"Mine is the land, I am its lord, my power reaches heaven's height."
The limestone White Chapel of king Senusret I was built for his Heb-Sed celebrations. The Heb-Sed, or the Sed festival, marking one of the most important event in the king's life, was celebrated after the king has ruled for 30 years and was repeated every 3 years after that.
The purposes of the festival were to ritually rejuvenate the king's powers so that he can continue ruling effectively and to commemorate his ascension to the throne.
Its origins are very ancient. As it is celebrated after 30 years of rule, it is believed that originally when a rule's powers appeared to be fading due to his age, he was expected
to run a race in front of his subjects to prove that he is still competent to rule.
The White Chapel of Senusret I is a building specially prepared for this occasion. The shrine has four interior pillars surrounded by a peristyle of twelve pillars. We do not know where in Karnak the chapel stood originally. However, due to the existence of a waterspout on one side, it has been suggested that it may have stood in the open air.
The building has been dedicated to Amun-Ra and the reliefs depict the king being crowned and embraced by Amun, Horus, Min and Ptah. The reliefs are one of the highest quality seen on ancient Egyptian monuments. Along the base of the outer walls we find reliefs depicting the emblems and deities of the nomes (provinces) of Egypt.
It is presumed that when in use during the Heb-Sed, a throne was placed in the middle where the king rested during the festival. This was later replaced by a bark repository where the procession carrying the sacred bark for ceremonies could halt.

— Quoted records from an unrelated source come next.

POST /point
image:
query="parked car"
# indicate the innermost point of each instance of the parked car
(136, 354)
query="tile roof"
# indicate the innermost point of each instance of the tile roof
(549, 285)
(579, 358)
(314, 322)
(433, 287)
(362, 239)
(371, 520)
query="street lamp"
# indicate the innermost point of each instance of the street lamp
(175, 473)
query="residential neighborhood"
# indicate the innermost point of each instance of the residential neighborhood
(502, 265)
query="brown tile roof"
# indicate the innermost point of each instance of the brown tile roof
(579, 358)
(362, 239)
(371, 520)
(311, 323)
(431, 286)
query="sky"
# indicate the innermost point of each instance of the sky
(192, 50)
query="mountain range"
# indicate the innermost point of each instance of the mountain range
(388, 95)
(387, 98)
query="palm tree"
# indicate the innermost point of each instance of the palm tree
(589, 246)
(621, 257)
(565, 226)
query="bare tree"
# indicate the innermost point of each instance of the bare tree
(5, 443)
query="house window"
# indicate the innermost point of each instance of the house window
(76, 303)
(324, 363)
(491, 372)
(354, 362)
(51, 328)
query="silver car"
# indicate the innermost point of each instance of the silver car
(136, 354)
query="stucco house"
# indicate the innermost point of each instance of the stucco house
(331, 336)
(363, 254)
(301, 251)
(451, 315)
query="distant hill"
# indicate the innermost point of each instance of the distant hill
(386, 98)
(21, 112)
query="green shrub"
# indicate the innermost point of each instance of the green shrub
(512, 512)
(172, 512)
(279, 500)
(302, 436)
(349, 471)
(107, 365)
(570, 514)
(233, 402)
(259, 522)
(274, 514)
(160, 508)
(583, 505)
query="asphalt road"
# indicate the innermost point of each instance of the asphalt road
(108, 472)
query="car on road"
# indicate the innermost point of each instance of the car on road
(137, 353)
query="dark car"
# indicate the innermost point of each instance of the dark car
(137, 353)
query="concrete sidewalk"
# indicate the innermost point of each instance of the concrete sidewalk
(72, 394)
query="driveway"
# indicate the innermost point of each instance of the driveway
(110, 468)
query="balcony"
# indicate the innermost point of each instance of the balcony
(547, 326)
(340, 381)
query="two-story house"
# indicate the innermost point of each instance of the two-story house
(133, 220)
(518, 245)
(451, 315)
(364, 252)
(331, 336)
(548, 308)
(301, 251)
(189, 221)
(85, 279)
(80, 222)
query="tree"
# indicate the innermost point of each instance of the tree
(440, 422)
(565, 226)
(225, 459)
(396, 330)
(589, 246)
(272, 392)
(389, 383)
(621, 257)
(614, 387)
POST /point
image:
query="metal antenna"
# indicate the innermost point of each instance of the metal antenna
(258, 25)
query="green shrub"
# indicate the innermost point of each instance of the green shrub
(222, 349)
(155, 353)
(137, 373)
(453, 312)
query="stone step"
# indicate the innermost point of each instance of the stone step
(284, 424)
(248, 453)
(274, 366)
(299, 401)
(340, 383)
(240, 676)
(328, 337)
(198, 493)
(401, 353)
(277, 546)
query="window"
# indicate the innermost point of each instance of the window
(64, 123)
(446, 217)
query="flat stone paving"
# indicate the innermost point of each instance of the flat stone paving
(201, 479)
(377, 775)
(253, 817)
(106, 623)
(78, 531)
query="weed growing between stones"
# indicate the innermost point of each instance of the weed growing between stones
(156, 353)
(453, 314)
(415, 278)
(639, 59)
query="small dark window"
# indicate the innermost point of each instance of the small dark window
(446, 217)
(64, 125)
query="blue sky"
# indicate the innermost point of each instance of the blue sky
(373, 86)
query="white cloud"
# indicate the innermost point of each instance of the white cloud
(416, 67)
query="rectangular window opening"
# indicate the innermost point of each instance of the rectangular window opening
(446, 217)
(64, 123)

Amenhotep III dismantled the White Chapel during his renovation of the area around the festival hall of Thutmose II and used it as fill in his newly constructed Pylon III. It has been discovered in 1927 by Henri Chevrier and all the pieces - more than 950 blocks - have been removed between 1927 and 1930. The pieces were then assembled into the building we can view today in the Karnak Open Air Museum.